Del resto (e ulteriormente rispetto al rilievo assorbente che precede), la motivazione della Corte d’appello si presenta tutt’altro che incomprensibile o intrinsecamente contraddittoria, disattendendo le censure del G. proprio sul presupposto di non aver compreso la ratio decidendi del giudice di primo grado, là dove parte ricorrente, in violazione anche dei principi di specificità e di localizzazione processuale (art. 366 c.p.c., comma 1, nn. 4 e 6), omette del tutto (come detto) di riferire i contenuti della decisione assunta dal giudice di primo grado, rendendo affatto non intelligibili le doglianze prospettate con il ricorso.
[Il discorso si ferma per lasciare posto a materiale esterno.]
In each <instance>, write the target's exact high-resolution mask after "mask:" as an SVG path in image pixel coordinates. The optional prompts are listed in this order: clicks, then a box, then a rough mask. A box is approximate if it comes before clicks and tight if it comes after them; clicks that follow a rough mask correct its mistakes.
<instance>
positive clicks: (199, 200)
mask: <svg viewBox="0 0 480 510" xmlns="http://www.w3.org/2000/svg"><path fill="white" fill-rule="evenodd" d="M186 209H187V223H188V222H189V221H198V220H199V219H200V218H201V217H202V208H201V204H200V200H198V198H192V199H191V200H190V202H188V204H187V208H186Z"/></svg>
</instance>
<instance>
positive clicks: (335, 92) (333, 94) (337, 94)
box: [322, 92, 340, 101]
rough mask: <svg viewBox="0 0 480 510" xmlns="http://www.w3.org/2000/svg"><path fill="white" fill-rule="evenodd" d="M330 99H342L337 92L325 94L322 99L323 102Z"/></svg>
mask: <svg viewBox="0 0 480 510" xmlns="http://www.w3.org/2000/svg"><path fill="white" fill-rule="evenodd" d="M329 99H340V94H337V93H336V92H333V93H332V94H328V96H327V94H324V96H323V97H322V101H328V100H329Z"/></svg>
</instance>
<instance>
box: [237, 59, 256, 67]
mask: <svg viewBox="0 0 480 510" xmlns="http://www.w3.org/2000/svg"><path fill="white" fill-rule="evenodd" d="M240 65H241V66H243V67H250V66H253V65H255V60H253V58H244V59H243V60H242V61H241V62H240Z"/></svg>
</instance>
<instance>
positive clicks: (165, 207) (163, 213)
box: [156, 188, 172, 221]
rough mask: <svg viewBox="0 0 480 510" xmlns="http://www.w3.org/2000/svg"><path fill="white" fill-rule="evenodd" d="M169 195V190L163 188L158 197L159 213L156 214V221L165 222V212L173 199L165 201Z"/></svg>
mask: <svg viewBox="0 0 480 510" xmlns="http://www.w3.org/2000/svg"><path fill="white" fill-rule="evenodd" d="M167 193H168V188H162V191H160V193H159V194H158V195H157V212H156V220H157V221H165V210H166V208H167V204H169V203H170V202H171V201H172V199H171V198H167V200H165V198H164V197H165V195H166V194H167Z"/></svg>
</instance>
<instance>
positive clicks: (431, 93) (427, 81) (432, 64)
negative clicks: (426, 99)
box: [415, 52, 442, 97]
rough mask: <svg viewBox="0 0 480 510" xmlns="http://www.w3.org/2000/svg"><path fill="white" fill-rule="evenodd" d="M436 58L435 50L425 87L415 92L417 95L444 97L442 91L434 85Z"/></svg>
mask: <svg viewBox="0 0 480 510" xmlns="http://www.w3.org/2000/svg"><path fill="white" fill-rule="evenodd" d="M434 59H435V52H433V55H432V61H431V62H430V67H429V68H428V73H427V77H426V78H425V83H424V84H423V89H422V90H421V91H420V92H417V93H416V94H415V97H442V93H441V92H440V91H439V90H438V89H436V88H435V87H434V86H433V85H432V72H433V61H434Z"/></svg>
Ciò senza trascurare che i restanti motivi veicolano doglianze non pertinenti rispetto ai parametri normativi evocati (art. 116 c.p.c. e art. 360 c.p.c., n. 5), criticando (in contrasto con l’insegnamento di Cass. n. 11892/2016) la valutazione di merito compiuta dal giudice di appello, senza denunciare l’omesso esame di fatto storico decisivo e discusso, alla stregua del vigente dell’art. 360 c.p.c., n. 5, (Cass., S.U., n. 8053/2014), ovvero, anche in violazione del principio di localizzazione processuale (art. 366 c.p.c., comma 1, n. 6), dolendosi dell’accertamento del fatto processuale compiuto dal giudice di appello in riferimento alla mancata risposta all’interrogatorio formale, la cui valutazione in termini di argomento di prova da essa desumibile non è censurabile in sede di legittimità (Cass. n. 10099/2013).

La memoria di parte ricorrente, là dove non inammissibile per non essere soltanto illustrativa delle originarie ragioni di censura, non fornisce argomenti idonei a scalfire i rilievi che precedono.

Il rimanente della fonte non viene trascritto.